The Oklahoma House of Represent-atives recently passed House Bill 2619, intended to help combat workers’ comp fraud, discourage “dueling doctors” and encourage resolution of disputes through negotiation rather than litigation, among other things. The Senate is expected modify it further.

Texas—a crisis in the works?
With nearly $2.6 billion in direct premium written in 2002, Texas has by far the largest workers’ comp market of the four states. And it’s probably no surprise to people who keep track of these things that Texas has one the highest costs per claim of any state in the country. According to the Workers Compensation Research Institute (WCRI), between 2000 and 2001 workers’ comp costs per claim increased at double-digit rates for the third consecutive year in Texas. The WCRI noted that in a study of 12 states, the average cost per claim in Texas—$5,320—was found to be 68 percent higher than the median of the study states. The major cost drivers were growth in medical payments per claim, rising indemnity payments per claim and higher benefit delivery expenses per claim.
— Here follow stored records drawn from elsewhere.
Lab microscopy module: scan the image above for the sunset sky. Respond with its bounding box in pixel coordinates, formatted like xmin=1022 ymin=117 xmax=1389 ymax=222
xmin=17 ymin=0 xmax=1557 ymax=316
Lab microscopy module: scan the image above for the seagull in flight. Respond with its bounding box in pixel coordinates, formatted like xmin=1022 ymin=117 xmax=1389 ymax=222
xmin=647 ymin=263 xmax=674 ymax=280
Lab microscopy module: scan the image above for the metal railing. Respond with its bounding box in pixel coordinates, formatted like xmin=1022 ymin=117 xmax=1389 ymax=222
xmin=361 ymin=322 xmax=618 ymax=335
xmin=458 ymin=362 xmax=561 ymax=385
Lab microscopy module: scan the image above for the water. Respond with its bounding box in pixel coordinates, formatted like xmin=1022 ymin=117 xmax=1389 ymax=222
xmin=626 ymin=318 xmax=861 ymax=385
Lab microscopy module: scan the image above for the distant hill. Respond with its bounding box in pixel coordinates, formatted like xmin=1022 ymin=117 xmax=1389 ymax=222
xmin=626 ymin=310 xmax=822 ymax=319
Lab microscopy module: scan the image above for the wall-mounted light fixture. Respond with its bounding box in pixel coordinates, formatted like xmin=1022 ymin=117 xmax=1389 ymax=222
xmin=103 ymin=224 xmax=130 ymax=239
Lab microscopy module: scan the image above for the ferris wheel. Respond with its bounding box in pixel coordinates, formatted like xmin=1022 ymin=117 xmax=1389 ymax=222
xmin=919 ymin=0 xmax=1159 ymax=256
Last December Lt. Gov. David Dewhurst, citing a lack of cost controls as a major concern, said Texas is on the brink of a workers’ comp crisis and appointed a panel of legislators to look into the Texas system. The committee will be examining what other states are doing to keep costs down while providing quality care to injured employees.

In addition, the Texas Workers Compensation Commission (TWCC) is up for sunset review in 2004. Groups such as Fix TWCC, a coalition of patients, workers, physicians and businesses, see the sunset review process as an opportunity to make significant changes. The Sunset Commission will hear public testimony on May 18 and 19.